Interfacial Design of Mixed Matrix Membranes via Grafting PVA on UiO-66-NH₂ to Enhance the Gas Separation Performance

Abstract

In this study, defect-free facilitated transport mixed matrix membrane (MMM) with high loading amount of UiO-66-NH₂ nanoparticles as metal–organic frameworks (MOFs) was fabricated. The MOFs were covalently bonded with poly (vinyl alcohol) (PVA) to incorporate into a poly (vinyl amine) (PVAm) matrix solution. A uniform UiO-66-NH₂ dispersion up to 55 wt.% was observed without precipitation and agglomeration after one month. This can be attributed to the high covalent interaction at interfaces of UiO-66-NH₂ and PVAm, which was provided by PVA as a functionalized organic linker. The CO₂ permeability and CO₂/N₂ and selectivity were significantly enhanced for the fabricated MMM by using optimal fabrication parameters.
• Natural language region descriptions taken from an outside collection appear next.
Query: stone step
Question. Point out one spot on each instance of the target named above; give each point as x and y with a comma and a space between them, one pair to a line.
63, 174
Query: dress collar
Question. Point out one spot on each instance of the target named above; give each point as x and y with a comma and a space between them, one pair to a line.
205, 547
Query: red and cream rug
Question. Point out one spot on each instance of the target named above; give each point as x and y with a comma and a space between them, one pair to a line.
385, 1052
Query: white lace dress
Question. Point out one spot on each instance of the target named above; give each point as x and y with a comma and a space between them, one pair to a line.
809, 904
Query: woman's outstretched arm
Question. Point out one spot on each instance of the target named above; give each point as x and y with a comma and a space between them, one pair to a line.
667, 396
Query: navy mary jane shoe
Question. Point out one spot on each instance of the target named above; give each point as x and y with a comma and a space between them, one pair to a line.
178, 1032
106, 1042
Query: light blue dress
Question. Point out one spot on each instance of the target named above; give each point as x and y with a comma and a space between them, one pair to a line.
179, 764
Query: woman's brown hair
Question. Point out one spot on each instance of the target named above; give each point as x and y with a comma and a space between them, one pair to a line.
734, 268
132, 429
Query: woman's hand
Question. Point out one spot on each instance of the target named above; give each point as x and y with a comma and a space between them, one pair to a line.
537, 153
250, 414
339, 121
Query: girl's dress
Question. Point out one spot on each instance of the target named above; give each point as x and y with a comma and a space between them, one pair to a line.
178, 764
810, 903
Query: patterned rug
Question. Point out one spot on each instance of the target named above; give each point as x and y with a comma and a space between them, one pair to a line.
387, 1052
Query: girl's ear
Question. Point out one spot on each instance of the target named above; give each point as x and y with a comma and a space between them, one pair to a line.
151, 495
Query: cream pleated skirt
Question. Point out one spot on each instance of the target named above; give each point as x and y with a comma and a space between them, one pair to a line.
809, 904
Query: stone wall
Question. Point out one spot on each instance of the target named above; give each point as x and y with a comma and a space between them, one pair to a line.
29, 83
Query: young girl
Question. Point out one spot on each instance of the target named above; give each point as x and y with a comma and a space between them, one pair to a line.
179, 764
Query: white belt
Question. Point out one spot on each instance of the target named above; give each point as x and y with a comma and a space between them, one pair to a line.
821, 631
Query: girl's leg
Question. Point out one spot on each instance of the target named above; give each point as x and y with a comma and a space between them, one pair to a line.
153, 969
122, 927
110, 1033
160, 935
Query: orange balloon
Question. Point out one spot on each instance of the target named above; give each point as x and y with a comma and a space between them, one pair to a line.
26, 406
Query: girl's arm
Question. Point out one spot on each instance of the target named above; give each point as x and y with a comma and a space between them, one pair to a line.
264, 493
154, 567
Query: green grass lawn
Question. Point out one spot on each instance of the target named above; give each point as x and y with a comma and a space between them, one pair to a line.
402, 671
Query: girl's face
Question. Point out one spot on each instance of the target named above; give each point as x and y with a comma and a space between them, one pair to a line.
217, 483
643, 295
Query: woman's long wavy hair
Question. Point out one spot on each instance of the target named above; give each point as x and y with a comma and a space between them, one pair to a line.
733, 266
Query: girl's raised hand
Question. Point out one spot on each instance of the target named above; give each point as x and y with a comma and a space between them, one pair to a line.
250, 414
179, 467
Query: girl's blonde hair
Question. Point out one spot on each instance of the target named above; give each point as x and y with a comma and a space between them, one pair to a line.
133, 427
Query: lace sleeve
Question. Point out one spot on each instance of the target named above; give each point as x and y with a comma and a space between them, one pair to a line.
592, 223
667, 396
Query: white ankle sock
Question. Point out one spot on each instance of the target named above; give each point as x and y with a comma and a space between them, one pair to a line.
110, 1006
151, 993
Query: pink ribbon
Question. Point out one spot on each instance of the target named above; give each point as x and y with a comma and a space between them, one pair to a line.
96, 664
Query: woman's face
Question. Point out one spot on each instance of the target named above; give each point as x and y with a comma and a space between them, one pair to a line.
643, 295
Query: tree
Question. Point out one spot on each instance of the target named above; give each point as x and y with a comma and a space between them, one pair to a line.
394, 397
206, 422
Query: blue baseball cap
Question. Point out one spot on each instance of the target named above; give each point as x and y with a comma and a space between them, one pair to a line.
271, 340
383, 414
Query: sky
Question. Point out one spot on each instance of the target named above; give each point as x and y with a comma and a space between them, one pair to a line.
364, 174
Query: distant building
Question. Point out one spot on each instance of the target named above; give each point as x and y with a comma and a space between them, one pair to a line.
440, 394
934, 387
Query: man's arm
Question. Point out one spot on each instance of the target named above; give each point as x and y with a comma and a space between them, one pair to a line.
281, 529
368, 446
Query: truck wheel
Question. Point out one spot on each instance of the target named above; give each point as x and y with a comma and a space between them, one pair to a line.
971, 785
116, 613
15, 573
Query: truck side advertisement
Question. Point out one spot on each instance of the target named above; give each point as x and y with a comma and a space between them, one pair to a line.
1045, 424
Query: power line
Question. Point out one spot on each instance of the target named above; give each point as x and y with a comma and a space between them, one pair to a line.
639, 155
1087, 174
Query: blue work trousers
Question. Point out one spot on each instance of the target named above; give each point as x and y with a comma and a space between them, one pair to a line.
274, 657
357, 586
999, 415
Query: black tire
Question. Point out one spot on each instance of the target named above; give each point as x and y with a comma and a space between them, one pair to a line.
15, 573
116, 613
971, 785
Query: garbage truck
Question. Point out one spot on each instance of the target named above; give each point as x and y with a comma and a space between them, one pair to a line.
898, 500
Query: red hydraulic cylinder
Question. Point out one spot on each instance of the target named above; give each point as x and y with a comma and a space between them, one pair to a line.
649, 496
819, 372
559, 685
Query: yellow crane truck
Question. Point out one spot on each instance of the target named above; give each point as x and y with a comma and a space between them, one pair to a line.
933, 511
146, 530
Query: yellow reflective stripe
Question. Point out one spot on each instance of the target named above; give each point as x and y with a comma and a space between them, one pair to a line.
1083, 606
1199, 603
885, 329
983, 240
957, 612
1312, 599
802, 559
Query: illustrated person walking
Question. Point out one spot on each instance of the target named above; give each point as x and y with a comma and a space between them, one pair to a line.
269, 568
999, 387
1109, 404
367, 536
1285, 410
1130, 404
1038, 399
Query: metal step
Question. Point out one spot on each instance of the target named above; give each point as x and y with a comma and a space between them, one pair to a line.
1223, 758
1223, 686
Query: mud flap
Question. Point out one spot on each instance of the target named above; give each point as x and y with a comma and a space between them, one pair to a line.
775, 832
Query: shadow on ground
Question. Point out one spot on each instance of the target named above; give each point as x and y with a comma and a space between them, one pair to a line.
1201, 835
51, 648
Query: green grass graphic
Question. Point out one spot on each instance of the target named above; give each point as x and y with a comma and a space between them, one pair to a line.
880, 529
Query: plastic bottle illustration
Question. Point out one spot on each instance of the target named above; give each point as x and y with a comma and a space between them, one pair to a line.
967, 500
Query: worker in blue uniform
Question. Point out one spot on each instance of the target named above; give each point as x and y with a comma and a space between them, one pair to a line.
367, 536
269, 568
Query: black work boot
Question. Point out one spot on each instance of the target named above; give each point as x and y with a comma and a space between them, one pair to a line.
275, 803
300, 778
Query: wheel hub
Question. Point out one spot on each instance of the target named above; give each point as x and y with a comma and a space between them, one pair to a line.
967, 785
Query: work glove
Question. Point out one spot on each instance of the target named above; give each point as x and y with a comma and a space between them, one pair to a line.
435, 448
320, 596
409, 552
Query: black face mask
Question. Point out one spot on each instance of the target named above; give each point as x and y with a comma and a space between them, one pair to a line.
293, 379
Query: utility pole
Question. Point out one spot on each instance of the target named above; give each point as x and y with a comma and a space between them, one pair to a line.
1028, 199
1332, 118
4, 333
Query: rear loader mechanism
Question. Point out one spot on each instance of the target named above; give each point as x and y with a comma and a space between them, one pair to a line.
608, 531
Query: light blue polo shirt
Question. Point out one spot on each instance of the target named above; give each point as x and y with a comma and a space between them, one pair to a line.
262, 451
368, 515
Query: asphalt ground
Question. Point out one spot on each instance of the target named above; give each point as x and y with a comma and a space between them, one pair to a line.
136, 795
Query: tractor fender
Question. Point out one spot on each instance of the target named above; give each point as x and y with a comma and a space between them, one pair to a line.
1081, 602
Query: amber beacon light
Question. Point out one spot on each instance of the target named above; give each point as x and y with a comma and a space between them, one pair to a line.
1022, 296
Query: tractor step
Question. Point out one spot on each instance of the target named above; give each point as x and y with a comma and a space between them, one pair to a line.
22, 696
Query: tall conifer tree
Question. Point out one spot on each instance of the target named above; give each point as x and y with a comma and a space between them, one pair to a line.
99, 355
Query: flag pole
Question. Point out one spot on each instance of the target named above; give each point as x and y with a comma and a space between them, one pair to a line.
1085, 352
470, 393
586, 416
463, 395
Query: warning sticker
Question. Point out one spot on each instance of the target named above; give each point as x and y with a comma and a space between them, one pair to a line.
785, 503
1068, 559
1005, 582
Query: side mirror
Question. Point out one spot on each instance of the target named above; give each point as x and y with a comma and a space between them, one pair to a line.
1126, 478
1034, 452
This improvement in gas performance is due to the strong impact of solubility and decreasing diffusion in obtained dense membrane to promote CO₂ transport with a bicarbonate reversible reaction. Therefore, the highest amount of amine functional groups of PVAm among all polymers, plus the abundant amount of amines from UiO-66-NH₂, facilitated the preferential CO₂ permeation through the bicarbonate reversible reaction between CO₂ and –NH₂ in humidified conditions. XRD and FTIR were employed to study the MMM chemical structure and polymers–MOF particle interactions. Cross-sectional and surface morphology of the MMM was observed by SEM-EDX and 3D optical profilometer to detect the dispersion of MOFs into the polymer matrix and explore their interfacial morphology. This approach can be extended for a variety of polymer–filler interfacial designs for gas separation applications.

1. Introduction

It is generally accepted that CO₂ as a gas is known as the primary source of climate change and is required to be separated from flue gas to eliminate the greenhouse effect [1]. Thus far, various types of separation techniques such as adsorption, absorption [2], cryogenic distillation [3], microbial and algal have been applied for the protection of the global environment by CO₂ emission [4]. Although these conventional methods have been successfully employed for the separation of CO₂, some principal drawbacks such as the immense amount of adsorbents, low adsorbing surface area, high operational and maintenance cost, and equipment corrosion problems highlight the absence of effective worldwide technology for CO₂ separation [5,6]. Membrane-based separation processes offer a promising alternative for this purpose due to their compact design, cost-effectiveness, high surface area, ease of maintenance, and environmentally friendly nature [7]. Nevertheless, inorganic membranes possess high chemical and thermal stability with high selectivity. They are oxidized because of their low permeability due to the requirement of a thicker layer to prevent pinholes and cracks [8]. Polymeric membranes exhibit good permeability and easy processability but their low mechanical and thermal stability limit their wide range of industrial applications. Therefore, organic and inorganic hybrid membranes take advantage of both polymeric and inorganic membranes to surpass the 2008 Robeson upper bound limit where the selectivity is plotted against the CO₂ permeability [9]. Generally, the Robeson plots and corresponding upper bounds are the benchmarks used to evaluate the membrane separation performance for various gas pairs. This type of plot can also judge the relative potential of new membrane materials for exceeding the upper bound line [10].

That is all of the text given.